Once you pasted the code and updated the Wi-Fi parameters, you must verify this within the Arduino IDE. To do this, in the top left corner of our Arduino IDE, you will see the icons below. Choose the checkmark icon to verify any code.

Once the code is verified, you will receive a "Done compiling" message in the Arduino IDE.

Next, you have to upload the code into your NodeMCU. To do this, choose the right-arrow icon beside the check mark icon. 

Once the code is uploaded, you will receive a "Done uploading" message in the Arduino IDE.

Now your sensor is sending the data to the Ubidots Cloud!

Status LED

Once your code is uploaded, the onboard LED will alert you to the device's connectivity.

• LED on -> Ok, the device is connected and sending data.
• LED blink (1 second) -> Trying to reconnect. Lost the connection. No access to the Internet.
• LED off -> Device not connected.

Data Management in Ubidots 

If your device is correctly connected, you will see a new device created within the device section in your Ubidots application. The name of the device will be "sensor-pir". Also, inside the device, you will see the variable created called "motion."

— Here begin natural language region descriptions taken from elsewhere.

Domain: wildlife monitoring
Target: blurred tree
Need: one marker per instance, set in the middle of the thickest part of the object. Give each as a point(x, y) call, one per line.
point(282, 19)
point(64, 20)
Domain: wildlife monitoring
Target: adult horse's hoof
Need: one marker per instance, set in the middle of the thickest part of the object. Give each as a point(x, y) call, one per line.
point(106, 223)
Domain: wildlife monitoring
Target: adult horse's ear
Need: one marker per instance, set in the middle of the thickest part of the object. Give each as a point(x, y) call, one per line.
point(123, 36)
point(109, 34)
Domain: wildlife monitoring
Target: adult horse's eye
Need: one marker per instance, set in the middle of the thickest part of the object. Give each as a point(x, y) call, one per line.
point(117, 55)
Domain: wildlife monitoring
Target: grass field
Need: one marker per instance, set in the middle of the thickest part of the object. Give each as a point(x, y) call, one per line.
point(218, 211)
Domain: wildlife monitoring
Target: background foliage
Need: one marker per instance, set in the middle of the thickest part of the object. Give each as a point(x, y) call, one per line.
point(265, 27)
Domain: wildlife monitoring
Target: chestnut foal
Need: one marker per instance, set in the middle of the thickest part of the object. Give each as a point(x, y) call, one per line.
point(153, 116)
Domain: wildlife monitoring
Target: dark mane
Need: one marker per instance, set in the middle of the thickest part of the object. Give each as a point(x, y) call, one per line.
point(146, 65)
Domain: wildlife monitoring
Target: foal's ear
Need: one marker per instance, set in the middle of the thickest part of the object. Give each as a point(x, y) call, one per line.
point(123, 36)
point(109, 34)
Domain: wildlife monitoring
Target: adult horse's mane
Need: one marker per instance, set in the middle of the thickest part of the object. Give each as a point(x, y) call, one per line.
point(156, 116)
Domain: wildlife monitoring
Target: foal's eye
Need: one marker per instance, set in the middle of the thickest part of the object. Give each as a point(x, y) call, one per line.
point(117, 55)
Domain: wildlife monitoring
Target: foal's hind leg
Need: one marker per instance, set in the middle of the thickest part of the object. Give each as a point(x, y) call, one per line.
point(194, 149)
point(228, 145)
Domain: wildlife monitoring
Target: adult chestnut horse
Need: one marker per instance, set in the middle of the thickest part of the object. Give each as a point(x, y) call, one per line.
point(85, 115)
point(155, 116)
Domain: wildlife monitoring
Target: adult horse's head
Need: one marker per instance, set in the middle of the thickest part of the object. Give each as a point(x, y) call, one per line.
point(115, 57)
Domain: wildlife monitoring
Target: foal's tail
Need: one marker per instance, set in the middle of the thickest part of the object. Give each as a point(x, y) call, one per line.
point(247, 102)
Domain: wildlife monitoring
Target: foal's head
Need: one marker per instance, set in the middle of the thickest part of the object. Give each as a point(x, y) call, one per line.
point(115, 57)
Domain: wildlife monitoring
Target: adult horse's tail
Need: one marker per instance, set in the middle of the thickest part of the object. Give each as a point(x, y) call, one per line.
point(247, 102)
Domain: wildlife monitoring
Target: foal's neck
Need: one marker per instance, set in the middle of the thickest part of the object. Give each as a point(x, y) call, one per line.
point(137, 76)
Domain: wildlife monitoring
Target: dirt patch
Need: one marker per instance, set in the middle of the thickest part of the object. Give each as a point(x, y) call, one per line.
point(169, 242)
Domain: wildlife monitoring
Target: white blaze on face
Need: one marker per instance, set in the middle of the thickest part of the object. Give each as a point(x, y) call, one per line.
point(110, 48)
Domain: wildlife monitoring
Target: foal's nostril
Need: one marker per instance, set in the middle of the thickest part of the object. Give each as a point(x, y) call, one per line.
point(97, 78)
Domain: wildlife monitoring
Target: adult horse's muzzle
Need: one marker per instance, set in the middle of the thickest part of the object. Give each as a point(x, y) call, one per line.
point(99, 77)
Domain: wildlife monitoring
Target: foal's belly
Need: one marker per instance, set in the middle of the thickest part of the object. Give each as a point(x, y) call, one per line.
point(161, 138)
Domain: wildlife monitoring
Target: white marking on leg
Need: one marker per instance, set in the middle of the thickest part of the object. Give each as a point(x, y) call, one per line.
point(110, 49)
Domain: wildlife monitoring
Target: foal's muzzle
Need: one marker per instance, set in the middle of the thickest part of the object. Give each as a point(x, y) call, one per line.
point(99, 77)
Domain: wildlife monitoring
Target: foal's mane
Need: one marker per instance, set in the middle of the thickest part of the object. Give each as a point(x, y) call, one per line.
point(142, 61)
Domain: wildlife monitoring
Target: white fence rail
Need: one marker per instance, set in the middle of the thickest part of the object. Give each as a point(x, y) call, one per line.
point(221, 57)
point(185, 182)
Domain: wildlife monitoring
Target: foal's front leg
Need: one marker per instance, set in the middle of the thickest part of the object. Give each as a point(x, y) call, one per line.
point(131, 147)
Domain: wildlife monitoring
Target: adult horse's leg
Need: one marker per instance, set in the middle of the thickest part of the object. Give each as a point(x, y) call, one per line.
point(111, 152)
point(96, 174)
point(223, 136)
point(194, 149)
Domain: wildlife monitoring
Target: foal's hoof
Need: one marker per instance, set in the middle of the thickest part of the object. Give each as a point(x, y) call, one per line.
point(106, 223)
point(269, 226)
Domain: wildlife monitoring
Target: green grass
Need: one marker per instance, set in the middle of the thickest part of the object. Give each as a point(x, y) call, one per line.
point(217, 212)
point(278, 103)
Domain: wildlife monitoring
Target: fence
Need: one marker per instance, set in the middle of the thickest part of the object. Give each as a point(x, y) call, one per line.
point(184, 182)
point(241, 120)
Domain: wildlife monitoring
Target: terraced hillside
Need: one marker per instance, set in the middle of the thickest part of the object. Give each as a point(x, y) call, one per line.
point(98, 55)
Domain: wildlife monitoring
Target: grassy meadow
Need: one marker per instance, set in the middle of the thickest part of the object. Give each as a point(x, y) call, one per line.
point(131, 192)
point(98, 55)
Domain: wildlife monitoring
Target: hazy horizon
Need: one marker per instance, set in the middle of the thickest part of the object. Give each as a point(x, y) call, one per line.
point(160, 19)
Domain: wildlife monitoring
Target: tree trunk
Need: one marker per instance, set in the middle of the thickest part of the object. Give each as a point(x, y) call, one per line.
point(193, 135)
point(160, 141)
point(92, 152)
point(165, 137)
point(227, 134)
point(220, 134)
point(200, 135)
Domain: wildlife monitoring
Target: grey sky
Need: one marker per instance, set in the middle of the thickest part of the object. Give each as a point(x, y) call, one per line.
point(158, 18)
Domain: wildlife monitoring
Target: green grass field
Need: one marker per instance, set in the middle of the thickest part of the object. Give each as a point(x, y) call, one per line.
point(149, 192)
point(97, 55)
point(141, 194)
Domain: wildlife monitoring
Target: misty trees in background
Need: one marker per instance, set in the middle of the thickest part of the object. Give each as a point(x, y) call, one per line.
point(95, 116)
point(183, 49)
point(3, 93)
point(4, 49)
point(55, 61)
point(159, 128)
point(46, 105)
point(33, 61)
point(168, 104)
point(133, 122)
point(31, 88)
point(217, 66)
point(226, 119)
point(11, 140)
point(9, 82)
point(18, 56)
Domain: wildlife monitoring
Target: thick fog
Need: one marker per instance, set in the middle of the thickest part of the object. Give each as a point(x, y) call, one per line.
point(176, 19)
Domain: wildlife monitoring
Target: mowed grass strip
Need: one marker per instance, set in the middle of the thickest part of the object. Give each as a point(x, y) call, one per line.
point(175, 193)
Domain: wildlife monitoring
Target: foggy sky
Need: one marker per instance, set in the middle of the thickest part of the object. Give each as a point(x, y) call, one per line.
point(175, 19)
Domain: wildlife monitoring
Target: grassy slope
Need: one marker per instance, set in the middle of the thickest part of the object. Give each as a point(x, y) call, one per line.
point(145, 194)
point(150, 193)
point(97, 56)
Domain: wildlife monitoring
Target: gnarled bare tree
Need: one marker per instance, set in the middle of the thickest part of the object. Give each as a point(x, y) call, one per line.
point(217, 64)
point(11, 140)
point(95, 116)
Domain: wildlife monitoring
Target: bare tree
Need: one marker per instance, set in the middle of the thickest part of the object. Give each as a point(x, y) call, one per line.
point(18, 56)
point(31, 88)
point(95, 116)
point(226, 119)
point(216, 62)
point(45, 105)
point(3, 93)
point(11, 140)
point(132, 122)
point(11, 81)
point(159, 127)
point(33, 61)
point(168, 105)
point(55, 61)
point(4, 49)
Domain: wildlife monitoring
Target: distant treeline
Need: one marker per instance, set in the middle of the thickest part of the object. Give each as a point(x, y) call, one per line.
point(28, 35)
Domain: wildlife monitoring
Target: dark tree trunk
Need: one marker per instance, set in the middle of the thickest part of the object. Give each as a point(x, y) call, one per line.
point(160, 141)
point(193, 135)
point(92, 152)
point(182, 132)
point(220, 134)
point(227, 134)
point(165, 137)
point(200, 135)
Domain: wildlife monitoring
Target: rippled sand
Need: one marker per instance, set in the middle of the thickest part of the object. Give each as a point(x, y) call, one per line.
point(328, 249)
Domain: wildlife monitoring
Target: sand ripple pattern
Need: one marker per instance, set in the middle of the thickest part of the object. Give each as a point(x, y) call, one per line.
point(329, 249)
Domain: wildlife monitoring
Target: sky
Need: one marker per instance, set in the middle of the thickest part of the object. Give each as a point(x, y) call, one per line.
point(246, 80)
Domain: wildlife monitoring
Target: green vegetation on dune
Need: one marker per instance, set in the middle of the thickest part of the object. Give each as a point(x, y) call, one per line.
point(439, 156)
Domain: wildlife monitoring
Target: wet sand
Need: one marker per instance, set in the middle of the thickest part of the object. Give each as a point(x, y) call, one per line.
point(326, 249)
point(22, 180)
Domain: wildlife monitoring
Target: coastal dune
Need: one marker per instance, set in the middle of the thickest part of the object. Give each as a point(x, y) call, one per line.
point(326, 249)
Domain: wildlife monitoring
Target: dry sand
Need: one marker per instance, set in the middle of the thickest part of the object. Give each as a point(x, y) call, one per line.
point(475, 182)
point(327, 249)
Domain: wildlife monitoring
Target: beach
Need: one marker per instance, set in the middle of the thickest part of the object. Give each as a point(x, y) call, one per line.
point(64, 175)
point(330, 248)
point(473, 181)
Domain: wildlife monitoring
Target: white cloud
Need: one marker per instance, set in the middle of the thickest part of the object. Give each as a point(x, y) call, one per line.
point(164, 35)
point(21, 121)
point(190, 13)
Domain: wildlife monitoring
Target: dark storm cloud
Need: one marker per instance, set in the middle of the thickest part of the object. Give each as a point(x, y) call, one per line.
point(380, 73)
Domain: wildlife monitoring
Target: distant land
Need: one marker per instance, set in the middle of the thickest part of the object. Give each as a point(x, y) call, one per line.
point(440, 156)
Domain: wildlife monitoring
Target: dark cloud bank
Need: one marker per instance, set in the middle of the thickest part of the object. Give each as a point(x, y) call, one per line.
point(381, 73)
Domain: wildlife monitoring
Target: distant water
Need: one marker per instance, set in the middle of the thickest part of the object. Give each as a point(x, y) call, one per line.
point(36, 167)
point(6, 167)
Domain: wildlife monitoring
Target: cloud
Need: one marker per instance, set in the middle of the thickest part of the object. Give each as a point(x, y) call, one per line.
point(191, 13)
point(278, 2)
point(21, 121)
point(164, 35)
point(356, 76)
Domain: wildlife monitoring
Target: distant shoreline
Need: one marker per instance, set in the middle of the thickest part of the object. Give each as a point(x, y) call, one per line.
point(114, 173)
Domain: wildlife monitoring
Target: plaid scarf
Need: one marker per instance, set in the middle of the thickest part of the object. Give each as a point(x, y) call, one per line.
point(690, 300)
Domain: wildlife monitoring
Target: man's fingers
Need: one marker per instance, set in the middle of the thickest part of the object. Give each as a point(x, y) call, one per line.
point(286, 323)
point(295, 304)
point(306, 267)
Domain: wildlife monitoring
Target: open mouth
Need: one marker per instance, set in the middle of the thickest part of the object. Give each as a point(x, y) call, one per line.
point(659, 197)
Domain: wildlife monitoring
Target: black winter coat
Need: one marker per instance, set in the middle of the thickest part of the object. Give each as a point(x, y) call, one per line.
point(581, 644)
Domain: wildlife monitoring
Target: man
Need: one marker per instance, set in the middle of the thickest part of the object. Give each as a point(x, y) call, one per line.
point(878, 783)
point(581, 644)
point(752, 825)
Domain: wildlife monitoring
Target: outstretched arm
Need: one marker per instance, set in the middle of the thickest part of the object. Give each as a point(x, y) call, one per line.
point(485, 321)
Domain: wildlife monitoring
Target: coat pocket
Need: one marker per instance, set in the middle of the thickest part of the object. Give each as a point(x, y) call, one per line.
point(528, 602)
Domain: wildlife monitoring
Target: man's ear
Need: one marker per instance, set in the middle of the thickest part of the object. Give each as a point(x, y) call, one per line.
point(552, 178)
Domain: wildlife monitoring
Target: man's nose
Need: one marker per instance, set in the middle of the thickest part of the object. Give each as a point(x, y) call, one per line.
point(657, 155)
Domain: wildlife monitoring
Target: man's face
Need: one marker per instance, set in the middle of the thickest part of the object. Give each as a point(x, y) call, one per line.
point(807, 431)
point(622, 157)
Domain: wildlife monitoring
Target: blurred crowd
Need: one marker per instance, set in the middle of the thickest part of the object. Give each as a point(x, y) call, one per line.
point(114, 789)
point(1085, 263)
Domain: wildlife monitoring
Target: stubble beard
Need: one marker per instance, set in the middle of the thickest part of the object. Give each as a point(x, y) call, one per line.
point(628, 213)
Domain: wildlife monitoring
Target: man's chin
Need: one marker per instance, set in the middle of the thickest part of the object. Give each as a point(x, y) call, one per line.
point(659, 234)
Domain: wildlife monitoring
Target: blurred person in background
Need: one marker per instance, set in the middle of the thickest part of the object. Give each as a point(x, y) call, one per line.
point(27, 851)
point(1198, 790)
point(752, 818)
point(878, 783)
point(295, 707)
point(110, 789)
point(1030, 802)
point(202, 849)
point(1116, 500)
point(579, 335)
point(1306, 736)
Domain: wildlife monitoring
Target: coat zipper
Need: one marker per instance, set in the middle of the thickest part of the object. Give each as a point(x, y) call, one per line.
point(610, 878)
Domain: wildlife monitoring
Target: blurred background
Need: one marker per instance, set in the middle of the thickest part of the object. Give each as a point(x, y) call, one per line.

If you desire to change your device and variable names to more friendly ones, please reference this article

• How to adjust you Device Name and Variable Name

Next, to count a number of people your device is detecting, we need to create a new derived variable to be able to manage the data and count a number of people detected. 

Click on "Add variable" and select "Rolling window":

Select the device called "pir-sensor" and the variable "motion", then compute the sum every time set as you desire (1 minute; 1 hour; 1 day) to get the number of people detected. Press Save and assign a name for the variable.

Once your variable is created, you will receive the number of people detected on that variable. Below is an illustration of the final result:

Result

This project educates administrators and decision makers to a number of people passing through a particular space and how they operate. Please note that not every person will be detected due to limitations of the motion sensor. Line of sight is important for us humans, and machines struggle with this too. But we are working on it!